TV'NİN ŞİDDETE ETKİSİ

çocukların televizyon yoluyla da şiddeti yaşayabildiğini ifade eden Prof. Dr. Faruk Yorulmaz, her üç çocuktan birinin televizyonu ailesinden ayrı, yarısından fazlasının ise kendi seçtiği programı izlediğini söyledi. Türkiye'de her 3 televizyon programından 2'sinin az ya da çok şiddet içerdiğini öne süren Yorulmaz, Türkiye'de şiddeti en açık haliyle sunan ''reality show''lar olduğunu, bunların 12-19 yaş grubu tarafından sıklıkla izlendiğini söyledi. Şiddet görüntülerinin yabancı film ve çizgi filmlerde yoğunlaştığını ifade eden Prof. Dr. Yorulmaz, şunları kaydetti: ''Televizyon programlarında çatışma, trafik kazası, ceset, tabut ve yaralılar gösteriliyor. Haber, spor, hatta müzik programlarında bile şiddet var. Gazete ve dergilerde de yoğun biçimde şiddet bulunuyor. çocuklar televizyondan şiddet içeren tutum ve davranışları gördükçe gerçek yaşamdaki şiddeti olağan algılıyor. Televizyondaki şiddeti seyreden çocuklar, şiddeti uygulayan karakterlerle kendilerini özleştirerek onlar gibi davranmaya başlıyor.''

OKULDA ŞİDDETE KARŞI ALINACAK ÖNLEMLER

Prof. Dr. Yorulmaz, Türkiye'de öğrencilerin yüzde 35'inin haftada en az bir kez şiddet içeren söz ve hakarete maruz kaldığını belirterek, ''Bu olay en fazla sınıfta ve bahçede gerçekleşirken servis araçlarındaki durum bilinmiyor'' dedi. Şiddeti önlemek için aktif çalışan rehber öğretmen ve rehberlik servisleri oluşturarak davranış bozukluğu açısından riskli çocukları belirlemenin faydalı olacağını ifade eden Prof. Dr. Yorulmaz, alınacak tedbirleri şöyle anlattı:

''Okullarda çocukların enerjisini harcayacak sportif ve sosyal aktiviteler olmalı, öğrencilerin bu etkinliklere katılması teşvik edilmelidir. Okulda şiddet açısından riskli yerler kamera ile izlenmelidir. Okul içinde öğretmenler ya da yönetim çok katı, otoriter tutum içinde olmamalı, çocuklara değer vermeli ve onları anlamaya çalışmalılardır. Öğrencilere sık ceza verilmemeli, uygulanan yaptırımlar yapılan hatayla orantılı olmalıdır.'' çocukların günde 2 saatten fazla televizyon izlemesine izin verilmemesini öneren Prof. Dr. Yorulmaz, ebeveynlerin, izlenecek programları önceden seçmesini, seçilen program bitiminde televizyonu kapatması gerektiğini söyledi. çocuğun odasında televizyon bulunmaması gerektiğini ifade eden Prof. Dr. Yorulmaz, ''Anne-baba, öğretmen ve büyük kardeşler daha küçüklere şiddet uygulamamalıdır'' dedi.
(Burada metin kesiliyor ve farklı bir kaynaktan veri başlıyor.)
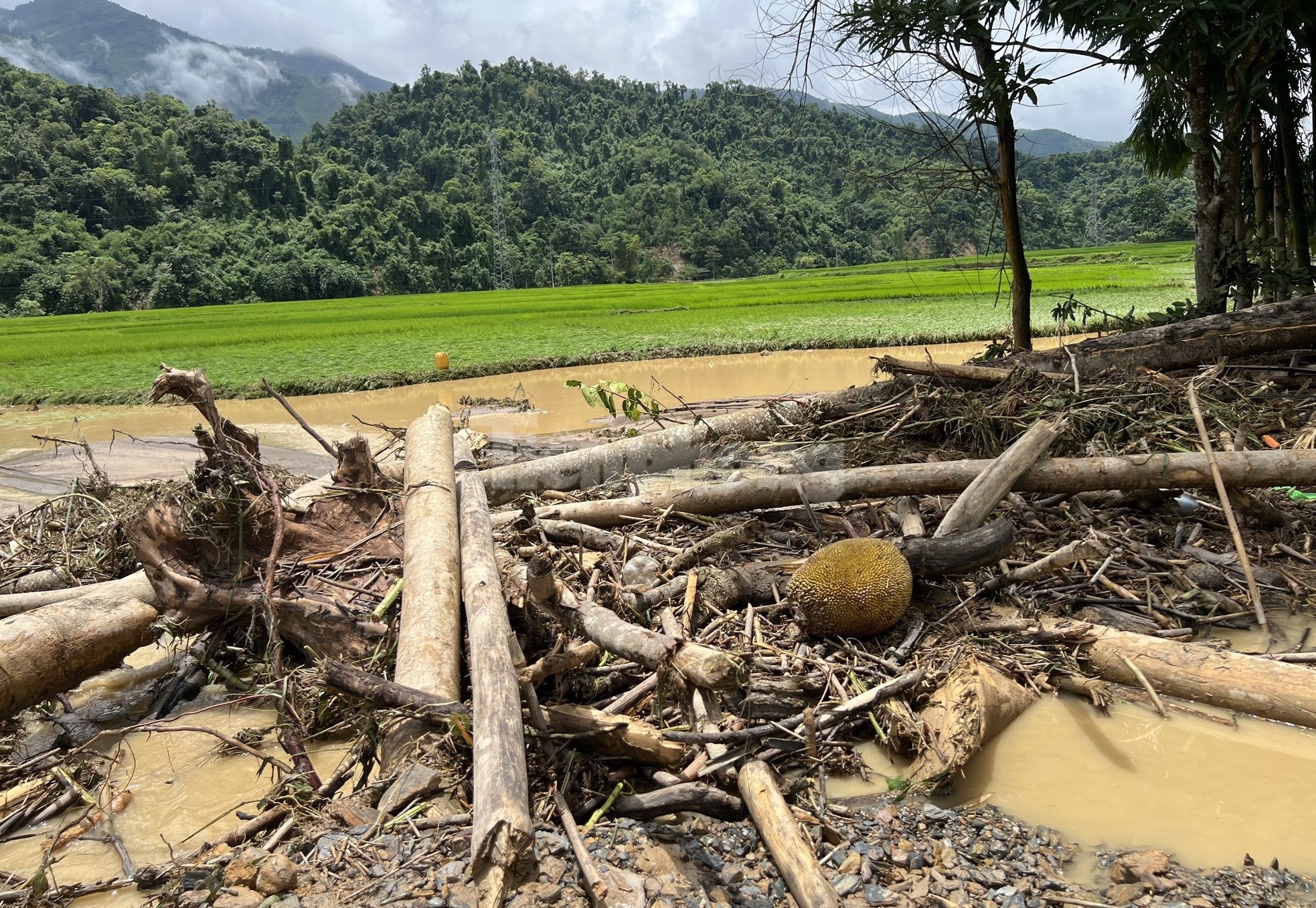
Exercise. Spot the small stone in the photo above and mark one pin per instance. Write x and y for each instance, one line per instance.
(453, 871)
(244, 868)
(877, 895)
(238, 897)
(353, 815)
(416, 781)
(1123, 894)
(730, 875)
(847, 883)
(1140, 867)
(851, 864)
(276, 875)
Aile bireyleri arasındaki ilişkilere son derece dikkat edilmesi gerektiğini ifade eden Prof. Dr. Yorulmaz, okul çevrelerinde zarar verebilecek kişilerin ya da zararlı maddeler satan kişilerin bulunmasının sıkı biçimde denetlenerek engellenmesi gerektiğini sözlerine ekledi.



AA
 

BIYIKLI

V.I.P
V.I.P
Öğrenciler şiddete dizilerden özeniyor
MEB araştırmasına göre, okullarda şiddeti körükleyen birinci neden öğrencilerin TV kahramanlarına özenmesi.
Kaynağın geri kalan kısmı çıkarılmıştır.